# Canopy retrofit lighting, how long? Buy where?



## TCool774 (Jul 23, 2013)

Hello everyone. So I'm about to get my canopy delivered. My tank is 6'x2'x2'. Canopy will only be 5" high. I want to run just two long T5's or LEDs, how long should the bars be? 48"? That's the longest I've seen. Does anyone know a good online store to buy a retrokit kit? Ebay is not offering much now.


----------



## nodima (Oct 3, 2002)

i'd go with a pair of48" bars and overlap them by 2' in middle of tank. I've had great luck with the CF kits from AH Supply, and they now offer T5 kits. The reflectors are a huge part of the efficiency of lights, and AH Supply reflectors are outstanding.


----------



## TCool774 (Jul 23, 2013)

How hot does it get? There is only a 3"-4" gap between the top of the tank and the canopy where the lights suppose to go. If it gets too hot I'll have no choice but to get LEDs.


----------



## b3w4r3 (Dec 14, 2012)

Beamswork makes a couple 6 foot led lights with a pretty slim profile. Aquatraders has the best prices on them I have seen. Current USA makes a nice led called sattelite plus, but only comes in 4 foot max.


----------



## TCool774 (Jul 23, 2013)

Well not too good news. My canopy is too low. There is like a 2.5" - 3.0" gap between the canopy (inner side of course) and the top of the tank. I think I'm going to go with LEDs since they'll produce less heat vs. T5.

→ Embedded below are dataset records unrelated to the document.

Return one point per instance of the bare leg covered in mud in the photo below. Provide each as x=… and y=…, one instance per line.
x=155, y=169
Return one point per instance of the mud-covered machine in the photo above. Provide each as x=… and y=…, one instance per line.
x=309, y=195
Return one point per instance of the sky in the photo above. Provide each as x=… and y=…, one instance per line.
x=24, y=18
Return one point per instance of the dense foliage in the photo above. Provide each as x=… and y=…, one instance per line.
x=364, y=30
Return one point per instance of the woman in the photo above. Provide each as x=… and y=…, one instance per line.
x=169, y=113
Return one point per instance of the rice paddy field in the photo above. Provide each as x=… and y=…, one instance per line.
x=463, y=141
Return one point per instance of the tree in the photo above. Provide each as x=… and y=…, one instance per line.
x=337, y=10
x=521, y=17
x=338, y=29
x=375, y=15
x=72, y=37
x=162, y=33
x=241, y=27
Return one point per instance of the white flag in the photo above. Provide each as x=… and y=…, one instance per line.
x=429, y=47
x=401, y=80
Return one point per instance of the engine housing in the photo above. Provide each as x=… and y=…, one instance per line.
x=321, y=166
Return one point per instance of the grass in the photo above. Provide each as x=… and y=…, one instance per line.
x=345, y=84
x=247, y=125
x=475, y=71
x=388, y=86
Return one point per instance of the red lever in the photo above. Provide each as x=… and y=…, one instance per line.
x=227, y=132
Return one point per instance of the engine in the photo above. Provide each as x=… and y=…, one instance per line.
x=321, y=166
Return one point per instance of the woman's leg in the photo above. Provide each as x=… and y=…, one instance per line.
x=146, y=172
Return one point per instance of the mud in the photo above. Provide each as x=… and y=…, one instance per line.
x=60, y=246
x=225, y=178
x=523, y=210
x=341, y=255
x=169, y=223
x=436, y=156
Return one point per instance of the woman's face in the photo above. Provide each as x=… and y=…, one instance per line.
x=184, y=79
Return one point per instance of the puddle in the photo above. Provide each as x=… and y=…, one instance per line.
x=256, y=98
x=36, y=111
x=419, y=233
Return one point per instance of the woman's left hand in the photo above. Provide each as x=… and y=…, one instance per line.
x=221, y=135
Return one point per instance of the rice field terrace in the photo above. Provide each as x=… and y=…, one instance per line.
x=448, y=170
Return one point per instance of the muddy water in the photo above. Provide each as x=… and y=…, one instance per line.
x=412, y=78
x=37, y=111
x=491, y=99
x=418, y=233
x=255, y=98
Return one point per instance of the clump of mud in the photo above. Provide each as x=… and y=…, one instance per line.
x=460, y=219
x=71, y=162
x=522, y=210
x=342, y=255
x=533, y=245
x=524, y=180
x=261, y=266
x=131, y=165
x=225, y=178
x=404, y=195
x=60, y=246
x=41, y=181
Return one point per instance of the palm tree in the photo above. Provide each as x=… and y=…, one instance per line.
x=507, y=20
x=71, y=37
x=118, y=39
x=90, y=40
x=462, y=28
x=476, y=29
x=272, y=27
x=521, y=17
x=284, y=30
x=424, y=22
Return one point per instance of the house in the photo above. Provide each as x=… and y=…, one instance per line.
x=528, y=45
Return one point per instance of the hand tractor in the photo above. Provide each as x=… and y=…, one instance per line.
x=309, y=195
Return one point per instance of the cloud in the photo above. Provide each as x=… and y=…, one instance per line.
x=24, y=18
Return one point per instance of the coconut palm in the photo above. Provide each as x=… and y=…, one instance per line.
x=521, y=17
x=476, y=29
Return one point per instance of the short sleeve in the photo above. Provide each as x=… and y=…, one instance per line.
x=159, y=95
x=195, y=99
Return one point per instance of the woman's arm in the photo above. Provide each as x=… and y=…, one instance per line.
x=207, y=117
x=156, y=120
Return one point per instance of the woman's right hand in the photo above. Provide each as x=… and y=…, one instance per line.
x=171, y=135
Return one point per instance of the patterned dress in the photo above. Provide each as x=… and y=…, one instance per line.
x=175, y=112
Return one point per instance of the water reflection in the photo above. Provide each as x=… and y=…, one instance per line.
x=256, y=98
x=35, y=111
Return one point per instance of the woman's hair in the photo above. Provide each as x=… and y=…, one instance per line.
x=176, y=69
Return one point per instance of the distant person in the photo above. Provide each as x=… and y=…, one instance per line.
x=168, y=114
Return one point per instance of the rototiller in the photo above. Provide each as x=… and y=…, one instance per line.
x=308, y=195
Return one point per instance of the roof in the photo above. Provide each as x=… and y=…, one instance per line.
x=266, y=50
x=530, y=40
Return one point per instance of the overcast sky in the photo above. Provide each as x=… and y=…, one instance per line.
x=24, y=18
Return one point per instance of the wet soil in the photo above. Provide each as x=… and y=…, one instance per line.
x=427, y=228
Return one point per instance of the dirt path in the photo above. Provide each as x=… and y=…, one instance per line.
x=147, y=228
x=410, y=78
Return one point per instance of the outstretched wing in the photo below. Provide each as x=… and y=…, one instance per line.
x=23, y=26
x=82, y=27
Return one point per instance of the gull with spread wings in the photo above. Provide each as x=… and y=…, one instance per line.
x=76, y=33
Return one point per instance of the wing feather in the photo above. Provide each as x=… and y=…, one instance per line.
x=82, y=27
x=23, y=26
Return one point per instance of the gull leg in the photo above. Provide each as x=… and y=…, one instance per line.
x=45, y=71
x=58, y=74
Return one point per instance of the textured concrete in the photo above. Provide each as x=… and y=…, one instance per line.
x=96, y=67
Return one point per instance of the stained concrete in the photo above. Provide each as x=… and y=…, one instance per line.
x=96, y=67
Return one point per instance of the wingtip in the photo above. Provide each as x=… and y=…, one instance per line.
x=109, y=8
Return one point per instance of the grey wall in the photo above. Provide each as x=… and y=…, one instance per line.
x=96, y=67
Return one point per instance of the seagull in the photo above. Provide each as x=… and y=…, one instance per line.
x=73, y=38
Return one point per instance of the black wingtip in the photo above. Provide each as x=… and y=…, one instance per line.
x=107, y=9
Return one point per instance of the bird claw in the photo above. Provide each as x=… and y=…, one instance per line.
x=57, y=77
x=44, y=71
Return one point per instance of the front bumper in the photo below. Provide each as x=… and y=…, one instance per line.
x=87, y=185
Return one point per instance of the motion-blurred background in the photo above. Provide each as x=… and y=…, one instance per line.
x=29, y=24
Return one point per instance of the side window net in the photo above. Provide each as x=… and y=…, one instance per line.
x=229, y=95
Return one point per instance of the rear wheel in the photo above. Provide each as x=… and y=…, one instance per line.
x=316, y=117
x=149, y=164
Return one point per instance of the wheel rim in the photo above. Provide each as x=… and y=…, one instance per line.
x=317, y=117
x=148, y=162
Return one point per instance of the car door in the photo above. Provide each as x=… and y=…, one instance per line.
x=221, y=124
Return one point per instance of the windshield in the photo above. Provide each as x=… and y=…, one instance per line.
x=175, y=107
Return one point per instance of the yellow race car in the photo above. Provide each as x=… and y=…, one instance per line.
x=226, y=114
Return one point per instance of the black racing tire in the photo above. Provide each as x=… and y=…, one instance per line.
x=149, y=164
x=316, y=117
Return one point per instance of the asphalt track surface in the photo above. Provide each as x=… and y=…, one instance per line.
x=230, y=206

I'll investigate what I need. My main concern is will LEDs cover the whole tank area? I don't want any dark spots. How does it mount?

Got any pics??


----------



## TCool774 (Jul 23, 2013)

Been looking at Beamsworks [link removed]

Will a 48" be enough? I'd get the 72" but it's out of stock...

I would love to see a 72" long tank with 48" LEDs!


----------



## TCool774 (Jul 23, 2013)

Well I bought the odyssea T5 72" long fixture with timer, built in fans, and moonlight LEDs. More watts 320w vs. the beamswork where it was at 112w. It was cheaper too, I think it was worth the choice.

The 72" beamswork was out of stock for nearly a month....geez, so I pulled the trigger on the odyssea and what do ya know, it's back in stock now. It's fine, because what if an LED burns out on the beamswork? Then I'm screwed! My OCD will kick in and tell me to fix it. At least with the odyssea I can just replace the fluorescent.

No regrets. Hopefully the odyssea is a good piece.

Does anyone have odyssea T5 lighting?


----------



## Iggy Newcastle (May 15, 2012)

http://www.cichlid-forum.com/phpBB/viewtopic.php?f=6&t=251269


----------



## clhinds78 (Jul 27, 2012)

112W of LED is a A LOT of light. You get way more light per watt with LED than t5. Having said that the Odysea light is a good deal and a very nice light from what I've heard.


----------



## TCool774 (Jul 23, 2013)

I feel that the Odyssea T5's aren't bright enough. Has anyone used any other T5s? The 10,000 especially seems disappointing.


----------